Secure your Apollo GraphQL server with Semgrep

MalBot · August 29, 2023, 1:05pm

By Vasco Franco

tl;dr: Our publicly available Semgrep ruleset has nine new rules to detect misconfigurations of versions 3 and 4 of the Apollo GraphQL server. Try them out with semgrep --config p/trailofbits!

When auditing several of our clients’ Apollo GraphQL servers, I kept finding the same issues over and over: cross-site request forgery (CSRF) that allowed attackers to perform actions on behalf of users, rate-limiting that allowed attackers to brute-force passwords or MFA tokens, and cross-origin resource sharing (CORS) misconfigurations that allowed attackers to fetch secrets that they shouldn’t have access to. Developers overlook these issues for multiple reasons: bad defaults in version 3 of the Apollo GraphQL server (e.g., the csrfProtection option does not default to true), a lack of understanding or knowledge of certain GraphQL features (e.g., batched queries), and a lack of understanding of certain web concepts (e.g., how the same-origin policy [SOP] and CORS work).

Finding the same issues repeatedly motivated me to use some internal research and development (IRAD) time to consistently detect some of these issues in our future audits, leaving more time to find deeper, more complex bugs. Semgrep—a static analysis tool used to detect simple patterns that occur in a single file—was the obvious tool for the job because the issues are easy to detect with grep-like constructs and don’t require interprocedural or other types of more complex analysis.

We open sourced Semgrep rules that find Apollo GraphQL server v3 and v4 misconfigurations. Our rules leverage Semgrep’s taint mode to make them easier to write and to increase their accuracy. Go test your GraphQL servers!

We previously publicly released Semgrep rules to find Go concurrency bugs and misuses of machine learning libraries.

Common GraphQL issues

GraphQL has several design choices that make some vulnerabilities, such as CSRF, more prevalent than in typical REST servers. Of course, GraphQL servers also suffer from all the usual problems: access control issues (e.g., an access control flaw in GitLab that disclosed information about private users, or a bug in HackerOne that allowed attackers to disclose users’ confidential data), SQL injections (e.g., a SQL injection in HackerOne’s GraphQL server), server-side request forgery (SSRF), command injection, and many others.

This blog post will cover the rules we created to detect CSRF and CORS misconfigurations. We’ll also show how using Semgrep’s taint mode can save you time and increase your rules’ accuracy by reducing the number of patterns you need to define all the ways in which a value can flow into a sink.

CSRF

CSRF is an attack that allows malicious actors to trick users into performing unwanted operations (e.g., editing the user’s profile) in websites they’re authenticated to. If you’re unfamiliar with the details, read more about CSRF attacks in PortSwigger’s Web Security Academy CSRF explanation.

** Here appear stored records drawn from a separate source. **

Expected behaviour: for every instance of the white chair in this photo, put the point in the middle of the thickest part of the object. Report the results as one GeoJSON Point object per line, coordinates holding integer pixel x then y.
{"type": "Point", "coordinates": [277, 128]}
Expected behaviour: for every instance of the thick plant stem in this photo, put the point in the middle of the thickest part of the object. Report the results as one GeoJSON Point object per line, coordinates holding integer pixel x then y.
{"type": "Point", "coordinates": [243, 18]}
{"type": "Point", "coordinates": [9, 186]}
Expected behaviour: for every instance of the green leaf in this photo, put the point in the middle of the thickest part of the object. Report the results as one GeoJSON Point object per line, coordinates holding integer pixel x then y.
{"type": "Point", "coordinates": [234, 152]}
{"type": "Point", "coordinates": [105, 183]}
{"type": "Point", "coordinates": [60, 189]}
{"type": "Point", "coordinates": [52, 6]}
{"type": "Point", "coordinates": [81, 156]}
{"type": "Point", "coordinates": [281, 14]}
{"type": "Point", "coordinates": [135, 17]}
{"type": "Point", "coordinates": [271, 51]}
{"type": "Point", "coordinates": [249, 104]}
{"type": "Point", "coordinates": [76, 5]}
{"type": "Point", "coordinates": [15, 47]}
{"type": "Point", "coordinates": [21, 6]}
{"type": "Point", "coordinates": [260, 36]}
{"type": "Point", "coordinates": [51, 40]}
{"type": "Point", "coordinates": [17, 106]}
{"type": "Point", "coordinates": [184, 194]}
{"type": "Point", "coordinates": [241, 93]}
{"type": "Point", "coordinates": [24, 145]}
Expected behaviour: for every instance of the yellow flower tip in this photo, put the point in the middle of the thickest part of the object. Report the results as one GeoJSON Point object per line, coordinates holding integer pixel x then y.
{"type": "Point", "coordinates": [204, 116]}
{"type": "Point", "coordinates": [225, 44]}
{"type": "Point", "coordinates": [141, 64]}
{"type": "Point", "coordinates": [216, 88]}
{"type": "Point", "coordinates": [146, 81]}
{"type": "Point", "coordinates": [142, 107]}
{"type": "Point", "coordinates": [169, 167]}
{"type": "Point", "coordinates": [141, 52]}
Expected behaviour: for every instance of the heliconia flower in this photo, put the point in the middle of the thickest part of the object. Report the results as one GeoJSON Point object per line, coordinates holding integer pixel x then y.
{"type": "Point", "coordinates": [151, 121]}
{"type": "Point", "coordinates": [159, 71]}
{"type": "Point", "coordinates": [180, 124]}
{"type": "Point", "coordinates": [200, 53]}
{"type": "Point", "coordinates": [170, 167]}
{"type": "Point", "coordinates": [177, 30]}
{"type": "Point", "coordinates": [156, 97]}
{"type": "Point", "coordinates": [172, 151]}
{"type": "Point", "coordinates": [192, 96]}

CSRF attacks in the Apollo Server

CSRF haunted the Apollo GraphQL server until the introduction of the csrfPrevention option. CSRF vulnerabilities are prevalent in the Apollo server because of two factors: developers mislabel mutations as queries, and the Apollo server allows users to issue query operations with GET requests (but not mutation operations). Queries should not change state (like a GET request in a RESTful API), while mutations are expected to change state (like POST, PATCH, PUT, or DELETE). If developers followed this convention, everything would be fine. However, I’ve yet to find a codebase that does not mislabel a mutation as a query, making these mislabeled operations immediately vulnerable to CSRF attacks.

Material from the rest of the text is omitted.